Peru’s New President, Prime Minister Raise Risks as Debt Tumbles
(Bloomberg) -- Investors sent Peruvian bonds sliding in the aftermath of President Pedro Castillo’s inaugural call for a new constitution and choice of prime minister.
Peru’s dollar bonds due in a century are the second-worst performers in the world on Thursday, beating only serial-defaulter Belize, according to data compiled by Bloomberg. Meanwhile, the yield on the benchmark bond due in 2031 rose to the highest since the close on June 16, a day after the final vote count showed Marxist party-backed Castillo winning the election. The cost of insuring the nation’s debt against default has climbed six basis points since his speech Wednesday, reaching the highest level in over a month. Peru’s local markets are closed for a national holiday.
While Castillo had hinted at more centrist economic policies toward the end of his campaign, the former school teacher took some investors by surprise, appointing a hard-liner from the Peru Libre party to be his prime minister and bolstering the influence of the Marxist group.

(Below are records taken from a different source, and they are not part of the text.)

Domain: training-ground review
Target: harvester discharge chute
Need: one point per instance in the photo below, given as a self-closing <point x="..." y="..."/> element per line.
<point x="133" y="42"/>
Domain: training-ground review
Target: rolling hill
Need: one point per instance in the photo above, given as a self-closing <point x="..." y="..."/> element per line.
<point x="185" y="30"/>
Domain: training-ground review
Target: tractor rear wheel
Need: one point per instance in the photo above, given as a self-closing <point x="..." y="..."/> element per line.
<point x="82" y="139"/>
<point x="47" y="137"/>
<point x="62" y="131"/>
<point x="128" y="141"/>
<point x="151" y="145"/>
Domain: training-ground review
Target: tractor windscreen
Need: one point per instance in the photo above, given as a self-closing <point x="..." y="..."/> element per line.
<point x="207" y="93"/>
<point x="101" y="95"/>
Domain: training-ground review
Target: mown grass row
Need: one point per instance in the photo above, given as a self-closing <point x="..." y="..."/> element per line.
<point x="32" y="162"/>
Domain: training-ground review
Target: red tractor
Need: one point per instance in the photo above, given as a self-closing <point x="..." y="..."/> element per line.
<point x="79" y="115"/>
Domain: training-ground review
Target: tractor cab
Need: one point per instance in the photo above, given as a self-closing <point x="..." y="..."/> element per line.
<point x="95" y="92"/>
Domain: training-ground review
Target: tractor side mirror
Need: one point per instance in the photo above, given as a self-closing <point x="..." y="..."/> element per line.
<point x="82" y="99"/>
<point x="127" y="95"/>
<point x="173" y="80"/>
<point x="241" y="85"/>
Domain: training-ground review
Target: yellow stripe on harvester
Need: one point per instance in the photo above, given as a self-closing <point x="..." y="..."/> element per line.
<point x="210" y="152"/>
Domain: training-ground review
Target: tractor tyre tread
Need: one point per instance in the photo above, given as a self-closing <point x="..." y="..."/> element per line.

“The trade in Peru was to be underweight before elections, then overweight afterward as most of the volatility was priced in,” said Guido Chamorro, an investor at Pictet Asset Management in London. “Now that the president has been sworn in, I think it’s about reducing those overweights. It’s downhill until we can see the ability of Congress to stop some of these measures.”
A day after taking office, Castillo named Congressman Guido Bellido to be his prime minister during a symbolic speech to commemorate the nation’s 200 years of independence. Bellido has praised Cuba’s communist government and denied its a dictatorship. He’s also a close ally of Peru Libre founder Vladimir Cerron.
Markets had already soured to Castillo following Wednesday’s inaugural speech in which he said the country needed to embark on a constitutional referendum, recover sovereignty over its natural resources and renegotiate free-trade deals.
Policy Direction in Question
“There’s a lot of tension within Castillo’s coalition as we would have expected, and investors should get used to that. A lot of this is policy making is going to get made on the fly,” said Gorky Urquieta, an investor at Neuberger Berman in Atlanta, whose firm holds about $30 billion in emerging-market debt. Local markets have repriced lower and are more attractive than the external debt now, he said.
Peruvian stocks and bonds plunged over the last three months as polls before the vote showed Castillo leading rival Keiko Fujimori. But the new president’s market-friendly economic advisers and the narrow margin of victory brought relief to investors who saw him as a threat to the macroeconomic policies that have made Peru one of Latin America’s havens. Shortly before his inauguration, Castillo delayed the appointment of his cabinet, once again raising doubts over the policy direction his administration will take.
“There’s little space for moderation,” said Alejandro Arreaza, an economist at Barclays in New York. “He has an radical opposition against him and a party led by Cerron, which has a very clear ideological agenda. If Castillo moderates, he loses support from the party and he’s left in the hands of the opposition, which at any moment can try to impeach him.”
Low Debt Levels
Former World Bank economist Pedro Francke, who was named Castillo’s main economic adviser just days before the vote, is reassuring investors that his new boss isn’t like Venezuela’s Hugo Chavez, whose economic policies set up the stage for the country’s worst recession in decades.
But Thursday’s selloff in 100-year debt suggests investors are concerned about the long-term. That’s a very different attitude from when the debt sold in November, just a week after a new president took over following massive social unrest. It was the lowest-yielding century bond ever auctioned by an emerging-market government.
Peru stands out as a good investment among peers in the developing world due to its low debt levels, strong institutions and a “robust” economy -- even if there’s a shift in policy, Dan Shaykevich, the co-head of emerging-market and sovereign bonds at Vanguard Group Inc., said in an interview Wednesday.
“We view Peru as a strong credit,” said Shaykevich. “Strong credits are in a good position to absorb any kind of volatility that comes from policy uncertainty.”